Unfortunately, there is a lot of bad information in the vast majority of these answers and comments. It is so sad to see the blind leading the blind on this in such a prolific way.
NAT is not going anywhere and people that tell you "Oh, that NAT, what a terrible thing it is"..."Oh that NAT, it was nothing but a work around"...ad nasueum
If they start using language like that, move on to a real professional network architect for advice, not a weekend networking armchair warrior.
Do you need to load balance traffic to internal servers from the Internet? Well guess what, with IPv6 you can't do it the way you have been doing it....unless you use NAT!
Yes, it is true. Some will say, oh you just use DSR/Direct server return load balancing. But they forget to tell you that you have to give up
1) Cookie insertion
2) Application acceleration
3) Port address translation
So if you want to run your internal servers on port 8080 but your external on port 80...Oh, so sad, no can do with IPv6....unless you are using good ole NAT! Not even with DSR.
Then add to that the "boasting" that people say "Oh, yeah all the IPv6 NAT proposals have failed...thank goodness" (and the empire dies to the sound of applause)

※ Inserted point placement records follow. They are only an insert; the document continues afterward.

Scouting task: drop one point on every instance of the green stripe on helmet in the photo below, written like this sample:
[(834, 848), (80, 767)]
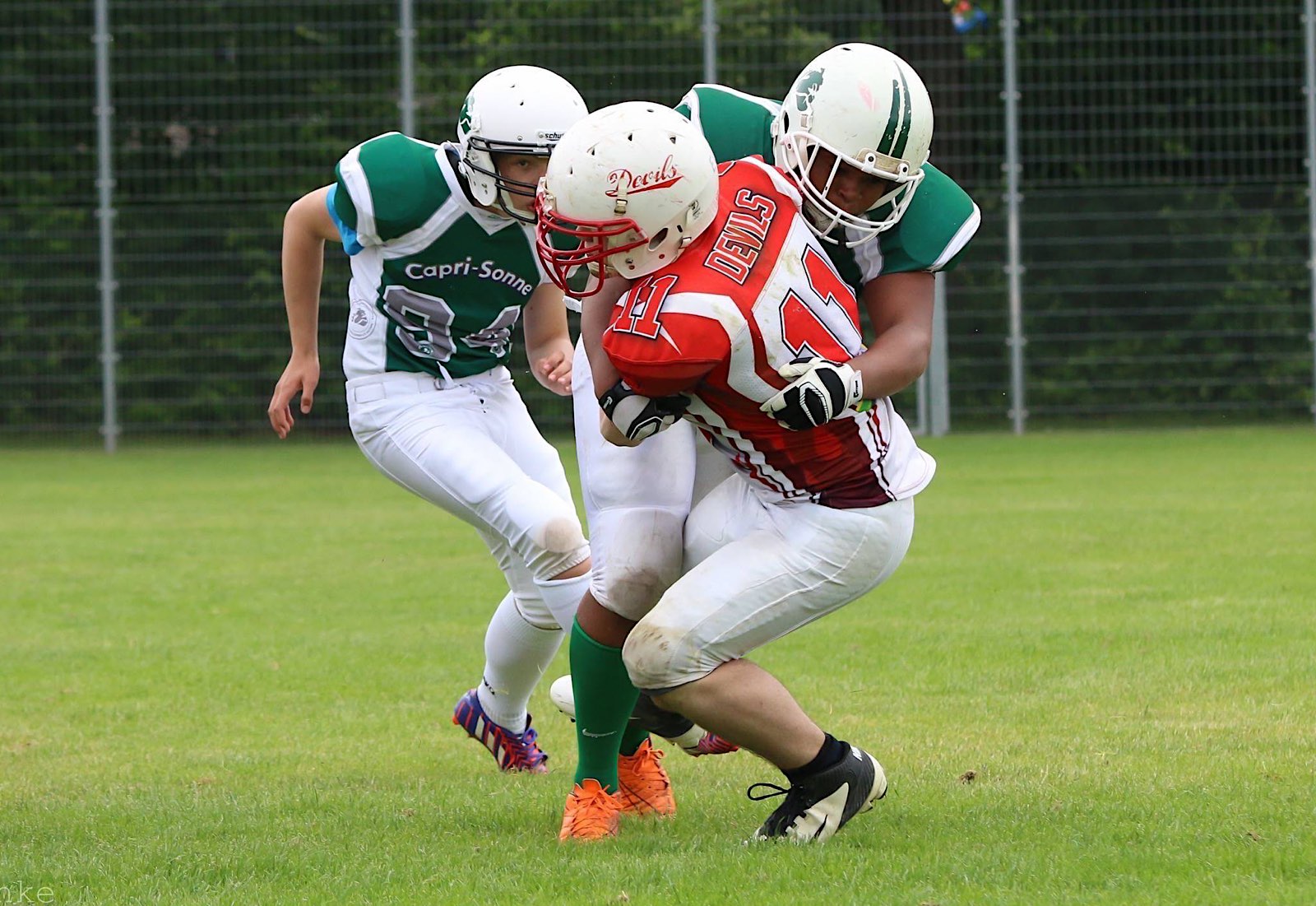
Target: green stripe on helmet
[(888, 137), (903, 138)]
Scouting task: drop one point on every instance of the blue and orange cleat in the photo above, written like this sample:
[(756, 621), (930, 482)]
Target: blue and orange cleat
[(512, 750)]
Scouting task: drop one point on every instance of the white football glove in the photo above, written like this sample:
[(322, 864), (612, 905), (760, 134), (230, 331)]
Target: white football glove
[(819, 392), (638, 416)]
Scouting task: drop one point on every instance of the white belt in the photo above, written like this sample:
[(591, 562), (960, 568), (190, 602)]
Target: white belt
[(408, 383)]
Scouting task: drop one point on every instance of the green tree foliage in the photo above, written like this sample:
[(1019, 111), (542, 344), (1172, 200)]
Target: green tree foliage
[(1164, 221)]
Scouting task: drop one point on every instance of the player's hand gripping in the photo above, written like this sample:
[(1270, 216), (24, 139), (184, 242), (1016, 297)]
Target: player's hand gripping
[(819, 392), (638, 416), (300, 375)]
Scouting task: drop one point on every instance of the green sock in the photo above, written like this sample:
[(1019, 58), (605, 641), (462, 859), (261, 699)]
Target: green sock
[(605, 701)]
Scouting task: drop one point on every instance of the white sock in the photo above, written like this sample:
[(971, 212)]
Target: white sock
[(517, 655)]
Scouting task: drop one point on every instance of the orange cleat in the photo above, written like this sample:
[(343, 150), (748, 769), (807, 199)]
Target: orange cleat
[(591, 813), (644, 785)]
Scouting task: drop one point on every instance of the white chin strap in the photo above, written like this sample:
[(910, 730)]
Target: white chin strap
[(824, 216)]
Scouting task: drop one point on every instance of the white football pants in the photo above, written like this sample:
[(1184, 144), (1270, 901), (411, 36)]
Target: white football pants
[(758, 568), (469, 447), (636, 500)]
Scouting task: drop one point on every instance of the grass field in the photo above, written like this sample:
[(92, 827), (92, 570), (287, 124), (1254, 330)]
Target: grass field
[(228, 671)]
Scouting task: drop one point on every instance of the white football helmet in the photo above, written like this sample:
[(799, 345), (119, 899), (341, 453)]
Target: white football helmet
[(517, 109), (628, 188), (870, 109)]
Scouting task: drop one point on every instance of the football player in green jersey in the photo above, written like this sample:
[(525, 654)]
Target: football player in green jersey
[(443, 267), (855, 133)]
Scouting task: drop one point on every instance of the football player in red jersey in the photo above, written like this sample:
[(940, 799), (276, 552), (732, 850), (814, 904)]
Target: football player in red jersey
[(737, 320)]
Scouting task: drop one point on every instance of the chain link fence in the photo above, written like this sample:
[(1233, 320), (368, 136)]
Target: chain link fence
[(1157, 164)]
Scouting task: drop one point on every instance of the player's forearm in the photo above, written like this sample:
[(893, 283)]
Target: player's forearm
[(544, 323), (894, 361), (899, 309)]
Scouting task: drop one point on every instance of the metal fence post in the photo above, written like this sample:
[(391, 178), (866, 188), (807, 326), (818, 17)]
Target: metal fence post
[(1309, 90), (710, 30), (938, 370), (105, 215), (1013, 267), (407, 66)]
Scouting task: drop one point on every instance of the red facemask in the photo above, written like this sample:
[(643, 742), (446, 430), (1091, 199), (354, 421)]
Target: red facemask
[(591, 244)]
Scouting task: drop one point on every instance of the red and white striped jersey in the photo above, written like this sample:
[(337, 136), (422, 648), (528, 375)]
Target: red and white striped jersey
[(753, 293)]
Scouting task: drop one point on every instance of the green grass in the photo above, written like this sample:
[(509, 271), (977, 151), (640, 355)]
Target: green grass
[(227, 676)]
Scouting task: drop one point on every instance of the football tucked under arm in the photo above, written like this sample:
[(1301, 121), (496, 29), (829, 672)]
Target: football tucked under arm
[(819, 392), (638, 416)]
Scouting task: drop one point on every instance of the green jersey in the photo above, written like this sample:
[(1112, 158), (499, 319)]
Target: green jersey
[(438, 282), (934, 230)]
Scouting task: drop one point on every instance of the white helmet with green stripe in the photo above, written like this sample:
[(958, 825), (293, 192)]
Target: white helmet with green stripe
[(870, 109), (515, 109)]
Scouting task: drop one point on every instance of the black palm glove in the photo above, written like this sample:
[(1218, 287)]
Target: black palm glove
[(638, 416), (819, 392)]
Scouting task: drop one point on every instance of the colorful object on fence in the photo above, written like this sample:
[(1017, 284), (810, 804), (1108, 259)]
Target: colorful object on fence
[(965, 16)]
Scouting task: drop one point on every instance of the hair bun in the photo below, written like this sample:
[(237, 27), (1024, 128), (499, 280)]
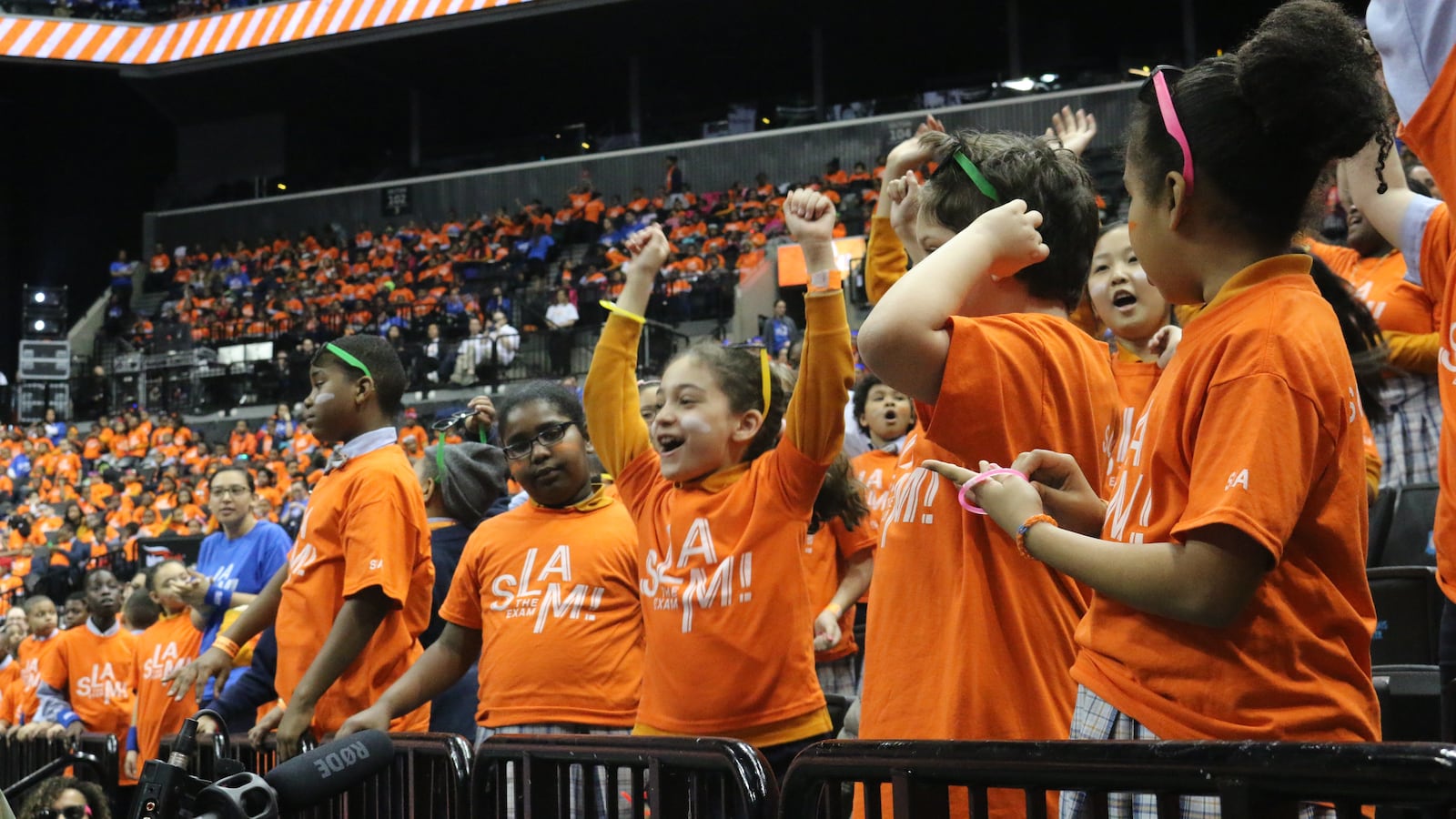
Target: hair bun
[(1305, 75)]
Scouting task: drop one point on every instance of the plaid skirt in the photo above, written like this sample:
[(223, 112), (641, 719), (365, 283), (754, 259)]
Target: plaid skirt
[(1097, 720), (1410, 436), (590, 787)]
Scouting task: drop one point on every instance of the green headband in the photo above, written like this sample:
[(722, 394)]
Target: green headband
[(349, 359), (976, 175)]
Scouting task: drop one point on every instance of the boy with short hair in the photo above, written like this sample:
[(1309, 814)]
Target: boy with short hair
[(85, 681), (995, 369), (41, 620), (167, 646), (356, 592)]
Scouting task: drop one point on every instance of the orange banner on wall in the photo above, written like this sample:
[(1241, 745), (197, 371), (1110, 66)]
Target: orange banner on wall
[(791, 259), (140, 44)]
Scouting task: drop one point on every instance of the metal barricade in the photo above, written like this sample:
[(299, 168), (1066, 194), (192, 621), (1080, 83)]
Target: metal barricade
[(430, 777), (26, 763), (545, 777), (935, 780)]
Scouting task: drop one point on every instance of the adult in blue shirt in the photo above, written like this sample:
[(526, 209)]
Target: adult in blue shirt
[(779, 331), (237, 561)]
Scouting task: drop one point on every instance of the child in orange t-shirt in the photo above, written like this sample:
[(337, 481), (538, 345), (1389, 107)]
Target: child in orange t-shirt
[(1416, 43), (86, 680), (885, 416), (356, 593), (723, 501), (164, 647), (44, 622), (837, 564), (994, 365), (545, 596), (1234, 545)]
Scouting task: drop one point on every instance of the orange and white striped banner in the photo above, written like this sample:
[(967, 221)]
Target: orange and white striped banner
[(138, 44)]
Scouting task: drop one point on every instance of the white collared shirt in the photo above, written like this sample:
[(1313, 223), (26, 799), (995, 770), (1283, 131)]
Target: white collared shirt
[(113, 632), (369, 442)]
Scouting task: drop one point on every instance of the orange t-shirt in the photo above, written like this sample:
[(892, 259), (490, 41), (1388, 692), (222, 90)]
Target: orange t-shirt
[(721, 584), (94, 671), (1380, 281), (169, 644), (1012, 382), (364, 526), (823, 560), (877, 471), (1135, 387), (1431, 131), (1251, 428), (553, 593), (9, 685)]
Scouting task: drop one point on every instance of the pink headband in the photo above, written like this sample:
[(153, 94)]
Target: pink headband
[(1165, 106)]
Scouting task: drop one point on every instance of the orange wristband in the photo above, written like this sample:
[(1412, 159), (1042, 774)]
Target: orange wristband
[(823, 280), (1021, 533)]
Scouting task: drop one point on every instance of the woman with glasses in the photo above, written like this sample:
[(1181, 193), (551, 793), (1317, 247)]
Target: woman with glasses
[(66, 797), (237, 561), (545, 598), (1228, 566)]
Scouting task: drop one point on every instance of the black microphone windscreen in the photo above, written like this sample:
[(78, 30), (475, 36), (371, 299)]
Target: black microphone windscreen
[(329, 770)]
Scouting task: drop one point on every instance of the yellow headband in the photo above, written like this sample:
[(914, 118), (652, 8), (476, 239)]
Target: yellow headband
[(768, 373)]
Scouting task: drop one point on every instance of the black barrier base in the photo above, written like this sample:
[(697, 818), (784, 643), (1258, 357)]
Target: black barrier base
[(1249, 778)]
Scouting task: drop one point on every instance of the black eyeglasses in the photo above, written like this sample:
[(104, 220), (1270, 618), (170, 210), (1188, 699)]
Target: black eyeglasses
[(548, 438)]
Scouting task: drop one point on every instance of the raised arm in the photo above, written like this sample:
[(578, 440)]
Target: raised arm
[(815, 414), (611, 397), (906, 337), (885, 257)]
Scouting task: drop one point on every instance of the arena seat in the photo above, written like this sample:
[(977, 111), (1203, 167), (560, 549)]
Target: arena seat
[(1380, 523), (1412, 518)]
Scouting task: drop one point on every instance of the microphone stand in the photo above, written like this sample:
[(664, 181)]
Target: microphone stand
[(167, 790)]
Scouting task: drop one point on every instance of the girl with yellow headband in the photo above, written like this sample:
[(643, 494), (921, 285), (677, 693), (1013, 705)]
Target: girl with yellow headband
[(723, 503)]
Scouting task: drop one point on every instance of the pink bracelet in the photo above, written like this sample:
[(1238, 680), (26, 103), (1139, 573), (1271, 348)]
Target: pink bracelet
[(982, 479)]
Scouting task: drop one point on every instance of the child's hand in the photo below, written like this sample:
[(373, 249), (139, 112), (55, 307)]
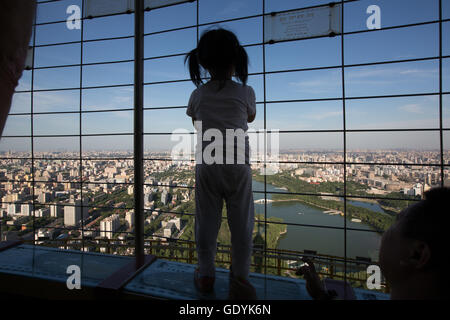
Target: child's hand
[(314, 285)]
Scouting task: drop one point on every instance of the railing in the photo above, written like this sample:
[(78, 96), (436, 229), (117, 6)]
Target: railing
[(269, 261)]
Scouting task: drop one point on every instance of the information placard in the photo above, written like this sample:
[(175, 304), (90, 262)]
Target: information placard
[(303, 23)]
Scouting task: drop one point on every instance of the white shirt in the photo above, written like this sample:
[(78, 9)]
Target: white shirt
[(228, 108)]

You know what that means? NAT is going to be terrible, if it even works at all with IPv6, because all the IPv6 zealots are in denial about the need for NAT/PAT intrinsically and the people doing it are doing it reluctantly. So sad, so poorly managed
So what do you do now that the truth has set you free and you can rise above the throngs of lemmings trying to use scare tactics to force your compliance?
You buy or continue to use a Loadbalancer or Firewall that acts as the public/private broder of your network. Public side interfaces host the same VIPs you already have but with a complimenting IPv6 address if you need it. Everything north of the Loadbalancer/Firewall layer is also dual stack IPv4/IPv6. On the inside interfaces of the Loadbalancer/Firewall they are all IPv4 and your entire internal network is IPv4 and it stays that way as long as you like. It is only your business. The Loadbalancer does NAT/PAT between outside and inside...because it already is and needs to for full featured load balancing and because now it also solves your external IPv6 problem.
Oh and to the sarcastic person who asked "What single security purpose does NAT serve"
Security is about Availability at the most fundamental level. Think about it, before you dismiss it.
Load balancers provide that Availability/Security and you HAVE to use NAT/PAT to do it properly regardless of the version of IP you are using.